Intense, long-term idealization is rarely sustainable, and
one would expect that sooner or later it would come to an end, or at least be
compromised. As Goldberg explains,
Eventually, as the
teacher-student relationship matures, the student manifests these [projected
spiritual] qualities herself and learns to stand on her own two feet. The
projections are reclaimed.... We close the gap between who we think the teacher
is and who we think we are not. We become whole. (p. 91)
One would hope. Goldberg describes the best-case scenario,
and rightfully points out the student’s role in growing up spiritually. But
spiritual teachers themselves have a part to play, as well. Zen teachers, for
example, would do well to provide opportunities for students to air their
concerns, to disagree with them, and to solve problems with both teachers and
fellow practitioners in a fashion agreeable to all concerned parties.
Unfortunately, these opportunities are rare in most American Zen Centers.
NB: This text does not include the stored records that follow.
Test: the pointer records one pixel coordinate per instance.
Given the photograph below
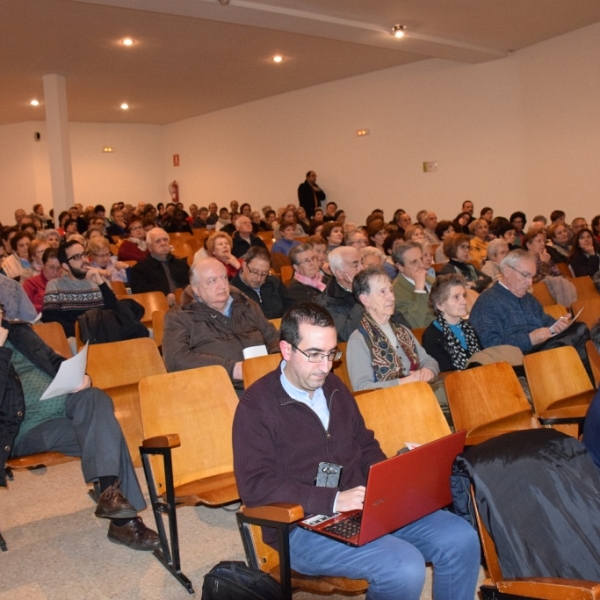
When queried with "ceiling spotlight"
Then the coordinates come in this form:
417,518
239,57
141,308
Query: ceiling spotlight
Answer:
398,30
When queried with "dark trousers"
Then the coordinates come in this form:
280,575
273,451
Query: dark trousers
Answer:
91,431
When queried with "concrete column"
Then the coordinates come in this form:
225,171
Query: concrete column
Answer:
59,144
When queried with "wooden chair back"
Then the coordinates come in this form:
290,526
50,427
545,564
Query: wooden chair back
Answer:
255,368
591,310
594,360
557,378
54,335
198,405
117,369
403,413
541,293
488,401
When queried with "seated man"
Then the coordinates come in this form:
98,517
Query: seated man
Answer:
278,442
411,286
255,281
82,289
161,271
507,314
214,324
78,424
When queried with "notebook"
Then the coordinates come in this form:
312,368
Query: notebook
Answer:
399,490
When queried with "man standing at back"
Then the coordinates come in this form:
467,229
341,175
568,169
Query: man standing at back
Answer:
301,415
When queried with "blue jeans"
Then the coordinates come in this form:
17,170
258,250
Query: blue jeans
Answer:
394,565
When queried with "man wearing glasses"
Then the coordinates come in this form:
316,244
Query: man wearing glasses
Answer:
214,324
255,281
507,313
82,289
297,420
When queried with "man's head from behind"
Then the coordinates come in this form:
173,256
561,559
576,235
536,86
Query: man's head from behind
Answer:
208,278
308,344
518,270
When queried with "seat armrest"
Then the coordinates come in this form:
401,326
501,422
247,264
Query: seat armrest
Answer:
281,512
170,440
Many
longstanding Western Zen students are unable to acknowledge and work through
their projections, precisely because their Zen teachers, perhaps threatened by
such acknowledgement, prefer to ignore, invalidate, or dismiss them in true
authoritarian fashion.
Goldberg describes her struggles with deep loneliness and
lack of a sense of purpose after having lost her Zen teacher and her father.
Years after the death of Katagiri Roshi, she realizes that the “regimented
practice” of formal Zen meditation no longer fit her (p. 97) and, eventually,
turns to writing as spiritual practice. Goldberg goes on to share her ongoing
process of making peace with her Zen teacher’s and her father’s past, a process
that she is clearly committed to, despite its difficulty.
Although at times Goldberg leans a bit too heavily on the
individual student’s role in idealization and subsequent disappointment in Zen
teachers, The Great Failure offers solid insights into the often
problematic transferences that develop in students with respect to their
spiritual teachers. Written with honesty and sensitivity, this book is
recommended reading for anyone who has ever left a spiritual teacher for any
reason, and for those who wish to understand the nature of the relationships
between spiritual teachers and their students.